Выйдя на улицу, Анна быстро сбросила плаксивую маску и усмехнулась:
– Посмотрим теперь, кому Янис достанется: тебе, кровопийце, или мне, смиреннице?
– Ох, сынок, живой! – кинулась к Янису Ирма.
– С чего мне мёртвым-то быть? – удивился сын. – Рыбы нынче столько взяли, что чуть лодки ко дну не пошли. Старый Денкас говорит, что такого и не упомнит, а он пожил немало. Хватит на продажу и себе – на засолку. Радуйся, мать!
– Это она творит…
– Кто она? Лайма, богиня судьбы и удачи, которой наши предки поклонялись, или богоматерь христианская? Неужто рыбачьим потом прельстились?
– Лалия, ведьма с Рябинового хутора.
– Глупости!
– Бабам известно стало, что она тебя облюбовала, чарами окрутила, на цепь чёрную посадила. А чтобы завлечь к себе, подкупила уловом великим. Пусть подавится хвостом рыбьим, негодница! Нам ничего чужого не надо. Свали рыбу в овраг, может, так от смертной тени избавимся.
– Не для того я в море жизнью рисковал, чтобы меня бабьими сказками пугали, – взорвался Янис. – Сам к ней пойду. Она хоть и ведьма, а дурного я про неё не слышал. И мне правду скажет.

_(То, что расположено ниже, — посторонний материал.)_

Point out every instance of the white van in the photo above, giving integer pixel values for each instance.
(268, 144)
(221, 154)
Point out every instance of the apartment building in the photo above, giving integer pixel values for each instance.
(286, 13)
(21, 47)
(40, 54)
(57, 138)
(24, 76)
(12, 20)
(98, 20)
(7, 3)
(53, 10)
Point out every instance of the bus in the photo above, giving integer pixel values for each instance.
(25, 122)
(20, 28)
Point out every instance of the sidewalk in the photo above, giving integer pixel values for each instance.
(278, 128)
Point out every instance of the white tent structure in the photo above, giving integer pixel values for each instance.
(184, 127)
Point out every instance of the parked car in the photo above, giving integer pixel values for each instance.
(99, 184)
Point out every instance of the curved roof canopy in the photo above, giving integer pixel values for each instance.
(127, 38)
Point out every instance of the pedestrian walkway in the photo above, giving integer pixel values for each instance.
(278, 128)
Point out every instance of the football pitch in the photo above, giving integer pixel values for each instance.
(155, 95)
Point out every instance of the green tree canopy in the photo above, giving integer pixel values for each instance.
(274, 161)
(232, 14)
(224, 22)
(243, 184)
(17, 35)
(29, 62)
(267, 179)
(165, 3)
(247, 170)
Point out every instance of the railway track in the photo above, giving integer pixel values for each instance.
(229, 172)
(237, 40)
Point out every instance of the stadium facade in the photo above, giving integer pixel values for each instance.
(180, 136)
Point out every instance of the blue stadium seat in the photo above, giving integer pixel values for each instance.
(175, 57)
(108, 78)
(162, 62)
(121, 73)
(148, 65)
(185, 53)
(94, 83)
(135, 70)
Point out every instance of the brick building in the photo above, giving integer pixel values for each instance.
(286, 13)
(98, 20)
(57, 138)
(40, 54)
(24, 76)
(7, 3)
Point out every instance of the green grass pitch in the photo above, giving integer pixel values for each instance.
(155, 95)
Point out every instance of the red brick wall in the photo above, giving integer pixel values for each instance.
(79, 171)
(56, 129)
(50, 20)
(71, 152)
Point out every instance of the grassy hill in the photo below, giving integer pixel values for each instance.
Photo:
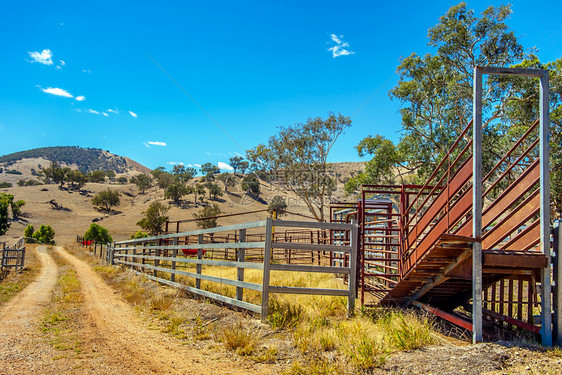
(84, 159)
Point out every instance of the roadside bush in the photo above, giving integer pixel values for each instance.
(28, 233)
(139, 234)
(45, 235)
(98, 234)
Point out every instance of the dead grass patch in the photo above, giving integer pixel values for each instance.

Он оседлал гнедого жеребчика, укрощённого настолько, чтобы хозяин не мечтал о конской колбасе, и в равной степени – свободолюбивого, чтобы восхищать мир своей резвостью. Тутуй стучал копытами по дороге, ведущей в лес, а Янис любовался яркоокрашенными клёнами, оранжевыми корзинками рябин, уверенностью вязов и дубов. Вскоре они добрались до луга, заросшего клевером. На дальнем конце его стоял просторный дом с пристройками. Молодой рыбак, чувствуя, что краснеет, пригладил непослушные вихры и повторил про себя заготовленную речь:
– До меня слухи дошли, что ты на меня колдовское ярмо напялила. А я тебе, Лалия, по возрасту в сыновья гожусь!

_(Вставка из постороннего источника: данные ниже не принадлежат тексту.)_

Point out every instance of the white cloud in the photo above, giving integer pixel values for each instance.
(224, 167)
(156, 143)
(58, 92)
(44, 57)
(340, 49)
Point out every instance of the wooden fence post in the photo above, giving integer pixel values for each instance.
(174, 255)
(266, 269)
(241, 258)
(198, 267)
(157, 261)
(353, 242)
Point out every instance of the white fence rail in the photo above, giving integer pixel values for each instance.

Пока он раздумывал о том, что за этим последует, дверь скрипнула и хозяйка появилась на пороге.
– Да она совсем как моя ровесница, – удивился Янис. – Ни седого волоска, ни морщинки. Вот и верь людской болтовне!
– Отпусти коня, пусть травы сочной пощиплет. А сам пожалуй в дом, я ждала тебя.
«Всё-таки околдовала, раз ждала», – лихорадочно подумал рыбак.
– Садись, поешь с дороги, – пригласила Лалия за стол. – Ирма своими страхами тебя накормила, а от них сытости не дождёшься.
– Не буду есть, – заупрямился Янис, – пока не пойму, что за чертовщина вокруг меня творится.
– Ты похож на Тутуя, когда ему одновременно хочется лететь по полю и жевать овёс из торбы, – улыбнулась ведунья. – Не буду тебя дразнить ожиданием. Я на тебя привороты не ставила. Можешь жить спокойно ещё восемь лет.
– А потом помру? – нахмурился рыбак.
– Нет. В шторм попадёшь, который унесёт тебя далеко от дома и назад ты уже не вернёшься. Станешь своим среди другого народа, а воду будешь видеть только в колодце, озере да дождями-снегами.
– Значит, кровь наша исчезнет с побережья? Или…
– А посмотрим! – отозвалась Лалия. – Приходи в ближайшее полнолуние на поляну, мимо которой сегодня проезжал. Она внутри, будто миска, пустая, а по краям ивняки густые растут. Не побоишься, узнаешь о себе больше. А ежели труса спразднуешь, то достанешься Анне. Она как раз и упрашивала приворожить тебя, чтобы ты был как заяц лесной, которого с крольчихой свести хотят.
– Я приду, – набычился Янис и пододвинул к себе тарель с сельдью.